Encouragement is the greatest motivator.
So I hope you'll welcome Jeff into the mix, and consider taking a class with him someday. (He has a few coming up at the end of this month.)
As for me - I'm going back to being a maker. I've moved some tools into a new shop, and look forward to getting back to building furniture again soon.
But - I'm REALLY looking forward to work with clay again. It's been ages since I've thrown a pot, or glazed a tile. But this wooden mechanical creation by Oliver Pett got me revved up again.
So if you don't find me at the shop, you'll probably spy me near the slab roller or the wheel.
We've had great artists who share their insane talents. Like Master Carver Dennis, who takes students beyond their wildest woodworking imaginations.

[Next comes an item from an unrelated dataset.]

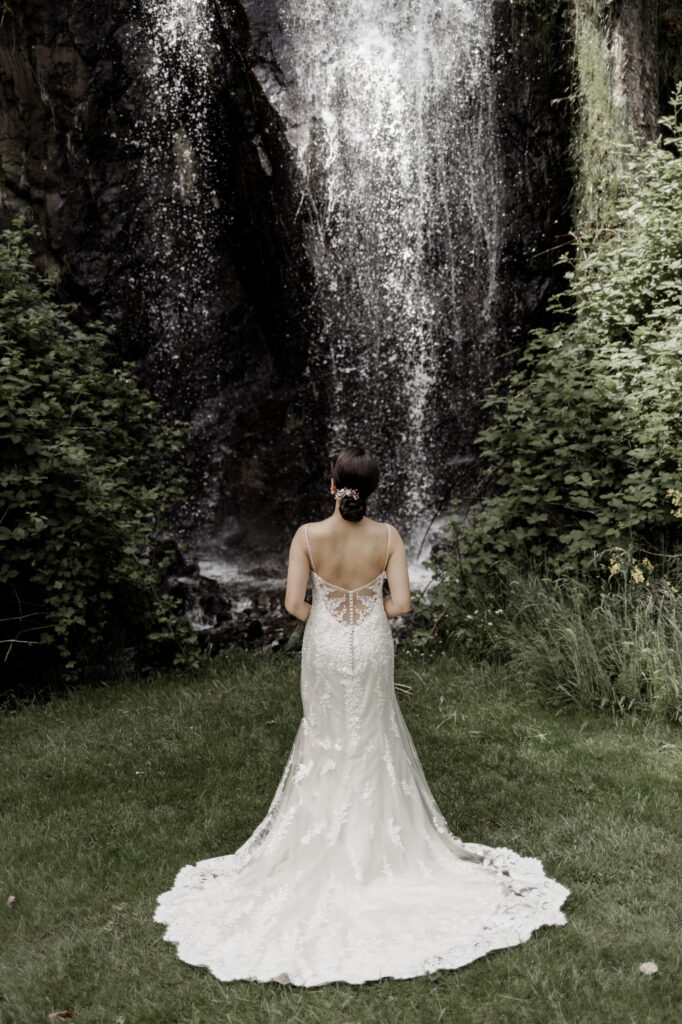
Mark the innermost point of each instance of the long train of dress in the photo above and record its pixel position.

And Len - who was always so well prepared, good natured and genuinely cared about his students and their work.
The classes out at Nellis were always fun!
You know what we did a lot of?... laughing and making friends, all while building.
Sometimes it could be intense,
but in the end, I don't think you'll find a single students who didn't enjoy it... the camaraderie, the cool projects, and the skills.
It's all about the skills.
Some people even fall in love!
Anyway, I've loved every minutes of my 28 years of teaching - so thanks for the memories!
By the way - this student's course evaluation is one of my favorites.
Thanks everyone - don't let your (design) guard down... keep making beautiful work.